El titulo que da nombre a la exposición que hoy presento surge del encuentro con el poemario póstumo, del mismo nombre, de Ángel González. En el prólogo, Luís García Montero y Jesús García Sánchez se refieren a estos vocablos como “Dos palabras fuertes, nada y grave, que se unen de manera irónica para restarle importancia a un estado sentimental de crisis profunda.”

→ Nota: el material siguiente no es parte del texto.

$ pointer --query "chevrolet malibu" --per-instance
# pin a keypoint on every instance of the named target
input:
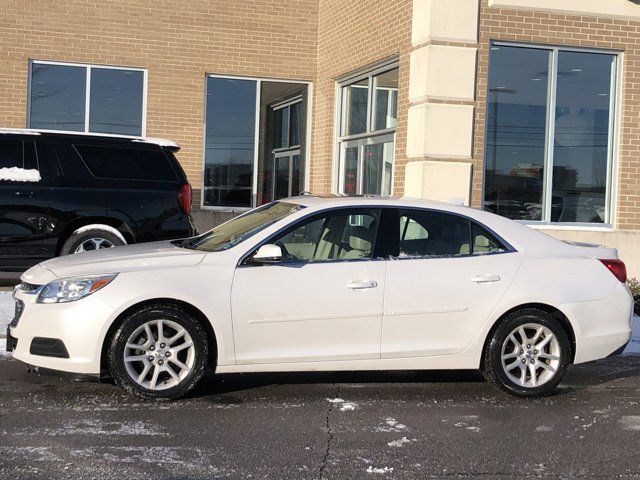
(310, 283)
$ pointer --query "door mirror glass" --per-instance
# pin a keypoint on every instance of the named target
(268, 254)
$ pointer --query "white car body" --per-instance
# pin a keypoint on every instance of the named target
(428, 313)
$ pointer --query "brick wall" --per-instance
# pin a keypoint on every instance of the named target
(177, 41)
(581, 31)
(352, 34)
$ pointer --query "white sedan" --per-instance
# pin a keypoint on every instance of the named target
(310, 283)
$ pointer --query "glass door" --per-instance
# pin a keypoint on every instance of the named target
(367, 166)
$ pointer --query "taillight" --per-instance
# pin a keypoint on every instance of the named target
(616, 267)
(184, 198)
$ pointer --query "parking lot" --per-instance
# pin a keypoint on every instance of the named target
(374, 425)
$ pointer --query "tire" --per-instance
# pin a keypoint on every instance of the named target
(89, 239)
(555, 354)
(136, 376)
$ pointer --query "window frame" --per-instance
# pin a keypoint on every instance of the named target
(256, 146)
(311, 217)
(615, 109)
(87, 98)
(508, 248)
(370, 136)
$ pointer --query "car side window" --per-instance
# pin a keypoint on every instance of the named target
(430, 234)
(425, 233)
(20, 158)
(341, 235)
(485, 242)
(127, 163)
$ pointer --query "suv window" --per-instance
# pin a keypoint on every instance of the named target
(18, 154)
(425, 233)
(339, 235)
(127, 163)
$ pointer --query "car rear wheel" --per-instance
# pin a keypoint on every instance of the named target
(89, 239)
(528, 354)
(159, 352)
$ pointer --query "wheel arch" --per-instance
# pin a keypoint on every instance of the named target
(212, 339)
(120, 225)
(556, 313)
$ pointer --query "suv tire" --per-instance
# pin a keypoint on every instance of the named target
(95, 238)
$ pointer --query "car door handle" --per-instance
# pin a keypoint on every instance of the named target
(485, 278)
(359, 285)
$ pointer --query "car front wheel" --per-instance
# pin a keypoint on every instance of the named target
(158, 352)
(528, 354)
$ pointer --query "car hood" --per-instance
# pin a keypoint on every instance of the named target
(144, 256)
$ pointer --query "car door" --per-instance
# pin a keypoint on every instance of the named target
(322, 302)
(25, 196)
(448, 275)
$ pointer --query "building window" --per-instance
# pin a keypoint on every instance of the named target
(254, 141)
(368, 106)
(86, 98)
(549, 137)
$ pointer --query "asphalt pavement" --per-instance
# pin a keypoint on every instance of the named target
(394, 425)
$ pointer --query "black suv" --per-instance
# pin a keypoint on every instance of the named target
(68, 193)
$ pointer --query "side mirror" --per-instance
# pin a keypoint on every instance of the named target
(267, 254)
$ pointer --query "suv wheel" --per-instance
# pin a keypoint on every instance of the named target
(94, 238)
(528, 354)
(159, 352)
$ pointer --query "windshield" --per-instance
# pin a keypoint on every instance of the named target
(234, 231)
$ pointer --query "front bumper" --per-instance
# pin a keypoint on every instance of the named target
(38, 335)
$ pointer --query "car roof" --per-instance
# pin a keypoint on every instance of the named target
(162, 142)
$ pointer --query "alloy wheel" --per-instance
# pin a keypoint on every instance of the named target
(93, 244)
(159, 354)
(530, 355)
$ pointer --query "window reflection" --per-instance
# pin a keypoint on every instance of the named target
(57, 97)
(517, 134)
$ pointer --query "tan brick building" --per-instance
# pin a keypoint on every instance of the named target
(528, 108)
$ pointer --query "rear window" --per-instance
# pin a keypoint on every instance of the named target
(17, 154)
(127, 163)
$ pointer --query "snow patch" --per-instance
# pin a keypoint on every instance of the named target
(630, 422)
(391, 425)
(15, 174)
(372, 469)
(400, 442)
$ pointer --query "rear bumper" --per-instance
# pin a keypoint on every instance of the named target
(601, 327)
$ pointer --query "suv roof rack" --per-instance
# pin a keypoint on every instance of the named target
(162, 142)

En esta muestra pretendo plasmar esos estados de crisis, soledad, angustia, etc., que he experimentado en algún momento de mi vida. Indagar en esta experiencia me ha llevado a analizarlos desde una perspectiva conceptual que da forma a mi investigación artística. El color, como nexo de unión de toda la obra, soporta la materialización de esos estadios, representados con dibujos muy sencillos que simbolizan dicha experiencia personal.
Estas obras de pequeño formato, forman parte de un proyecto más amplio en el que llevo trabajando más de un año, La construcción del caos, donde planteo una reflexión acerca de las fobias sociales en el contexto contemporáneo. En la introducción al proyecto que hace Urbano Pérez Sánchez en el Catálogo Jóvenes Artistas Extremeños 2010, puede leerse:
“(…) la artista ha elegido en esta ocasión mostrar al ser humano por omisión directa del mismo, rompiendo así dicho equilibrio. A la vez ausente y en el centro de las composiciones –del mismo modo que el miedo en nuestro interior-, su huella se halla en las cosas que le pertenecieron y en los lugares donde vivió: objetos cotidianos y un hábitat urbano completamente degradado. Construcción –es decir, creación- desde la premisa contraria de deterioro.”
Virginia Rivas, Noviembre 2010.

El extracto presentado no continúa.